Canada Loses to Finland, 3-2. Welcome to Reality, Canucks.


Be honest, Canadians. You didn’t watch it.

Did you really get up at 6:30 a.m. this morning (Vancouverites?) and actually remember that there was a game one, or did you just slobber and goop your un-brushed teeth to the bathroom and shove yourself in the shower like you do every morning?

Did you see the Finland/Canada game and — even if you didn’t — are you still prepared to analyze Canada’s 3-2 loss?

(*CBC is included in the above statement, because we know they’re not allowed to watch the games.)

It was a wake-up call. That was it. It was a sign that things aren’t going to be as easy as 2005. It’s a sign that the Finns and the Swedes and the Russians and the Americans (and, sh*t, even the Czechs) are not doormats and they’re not rollover puppies while you dangle cheese above their heads.

They’re tough hockey players — as if that’s not redundant — and they want to win gold as much as you do.
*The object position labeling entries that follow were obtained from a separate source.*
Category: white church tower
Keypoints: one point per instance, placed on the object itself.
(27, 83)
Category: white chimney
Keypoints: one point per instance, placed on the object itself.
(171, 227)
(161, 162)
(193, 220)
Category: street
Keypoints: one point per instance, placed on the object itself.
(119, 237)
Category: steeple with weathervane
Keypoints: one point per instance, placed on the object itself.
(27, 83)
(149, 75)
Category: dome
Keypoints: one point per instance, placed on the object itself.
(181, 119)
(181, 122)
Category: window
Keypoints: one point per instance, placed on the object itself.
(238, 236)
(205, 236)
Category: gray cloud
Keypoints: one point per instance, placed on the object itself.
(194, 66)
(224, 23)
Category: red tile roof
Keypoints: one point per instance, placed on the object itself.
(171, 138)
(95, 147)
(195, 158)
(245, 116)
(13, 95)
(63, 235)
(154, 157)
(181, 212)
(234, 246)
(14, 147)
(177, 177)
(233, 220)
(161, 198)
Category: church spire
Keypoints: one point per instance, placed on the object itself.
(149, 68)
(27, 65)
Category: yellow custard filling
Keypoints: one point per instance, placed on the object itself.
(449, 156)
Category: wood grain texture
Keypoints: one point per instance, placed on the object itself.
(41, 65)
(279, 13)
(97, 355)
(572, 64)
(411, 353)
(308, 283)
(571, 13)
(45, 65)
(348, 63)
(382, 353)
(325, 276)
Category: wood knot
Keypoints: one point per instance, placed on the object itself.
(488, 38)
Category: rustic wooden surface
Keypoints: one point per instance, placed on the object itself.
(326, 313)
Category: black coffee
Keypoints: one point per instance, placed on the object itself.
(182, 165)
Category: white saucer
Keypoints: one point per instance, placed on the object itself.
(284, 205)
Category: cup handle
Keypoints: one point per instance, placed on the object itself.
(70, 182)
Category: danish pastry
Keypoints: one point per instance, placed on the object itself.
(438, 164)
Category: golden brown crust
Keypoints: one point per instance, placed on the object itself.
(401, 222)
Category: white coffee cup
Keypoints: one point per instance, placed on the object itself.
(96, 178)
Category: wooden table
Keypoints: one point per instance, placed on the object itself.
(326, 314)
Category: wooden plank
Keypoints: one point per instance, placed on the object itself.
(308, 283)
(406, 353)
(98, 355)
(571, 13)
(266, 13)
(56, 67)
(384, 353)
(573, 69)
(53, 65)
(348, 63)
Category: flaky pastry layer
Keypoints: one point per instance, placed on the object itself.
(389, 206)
Well, because you’re so proud of yourself, Canada. You’re always so boisterous and happy and loud and arrogant about it all. You deserve it. You really do. But, you’re like a Manitoban behind the wheel of a car. Suddenly, all your niceness and manners and polite-ability go out the window in exchange for rage and anger. You’ve bottled it all up and you just let it fly from Boxing Day to New Years.

Every. Year.

Inside Canada, we blow ourselves over our Junior records, which borders on child porn considering the age of the participants. We froth for TSN’s annual coverage, and Bob McKenzie and Pierre McGuire wouldn’t need more than two Ruben sandwiches before they were willing to make love to each other or anybody else within sight.

On Wednesday night — the eve before Thursday morning’s pre-tournament tune-up — TSN ran an hour-long or 30-minute special (nobody watched it, so how should we know how long it was?) on the Top 40 Canadian World Junior players of all-time. It was their own list. They created it. It was all their coverage. They called it BREAKING NEWS, and they teased to it all day.

They jacked off while looking into their own mirror and then turned it towards you and said, “Go ahead.”

Like religion, it’s all well and fine and folksy when nobody loses. It’s all nice and Canadian and wholesome. Again, like Christianity and the biscuits on Sunday. Of course, eventually, you have to come to grips with the truth of the whole thing, which is that it’s all just a giant delusion.

New Zealand is the best rugby team in the world. They’ve only won two World Cups. The United States is the best baseball country in the world, and they’ve never won a World Baseball Classic (which they then had swiftly shut down).

Canada is still the top hockey country in the world, but that’s mostly a percentage thing.

If you believe Canada is going to win year-in and year-out, then some will call you hopeful. That’s fine. But, you’re also wrong.